Derrières les rebelles (et que des opposants politiques soient armés face à un pouvoir armé, quoi d’étonnant ?) se cachent le grand méchant El Beshir, autre dictateur d’un état limitrophe, le Soudan… Et personne ne l’ignore, El Beshir n’est pas gentil au Darfour, et pas gentil non plus avec nos chers casques bleus, qu’il ne laisse pas venir gambader dans la province dévastée de l’Ouest de ce grand pays. C’est certain, El Beshir est une brute immonde, mais l’opinion occidentale a oublié (ou n’a jamais su ?) que la CIA a soutenu, et soutient encore peut-être en sous-marin, le régime de Khartoum, qui, dans la région, était, ou est encore, à ses yeux le dernier rempart contre l’intégrisme islamique. Mais c’est sans doute bien trop compliqué à comprendre ou à faire comprendre. A croire que les services secrets des pays occidentaux vont chercher les scénarios de leurs magouilles chez nos chers experts télévisuels, ou l’inverse. Mais cela est un détail, ce qui importe, c’est de faire bonne figure au Darfour… Maintenant que cette province compte presque plus de morts que de vivants après 5 ans de razzias « janjawids », il serait temps.

Donc, derrière les rebelles tchadiens, se cacherait le monstre du Darfour.

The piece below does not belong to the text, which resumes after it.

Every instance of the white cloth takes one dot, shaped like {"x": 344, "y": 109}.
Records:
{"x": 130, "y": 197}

Cela justifie bien une petite intervention française, non ? Personne n’oserait s’élever contre une telle bonté, la démonstration est parfaite. Oser la critiquer condamnerait automatiquement à de la perversité.

La suite de l’histoire, quelles que soient les analyses expertes, aurait été la même : Les rebelles tchadiens, pas vraiment à l’aise avec l’idée de se frotter à des barbouzes français, seraient, et sont repartis, la queue basse, vers leurs bases arrières, vers le Soudan. Et que ce soit le Soudan, leur direction de repli n’a pas grand rapport avec une accointance quelconque avec le pouvoir soudanais. Ceux qui y voient là la main de Khartoum, ne connaissent pas l’histoire de cette région. Idriss Déby, lui-même, avant de prendre le pouvoir par la force en décembre 1990, avait ses bases au Soudan, au Darfour. Hissène Habré avant lui, également… Le Darfour n’y a rien gagné, c’est certain, mais c’est une autre histoire sans doute.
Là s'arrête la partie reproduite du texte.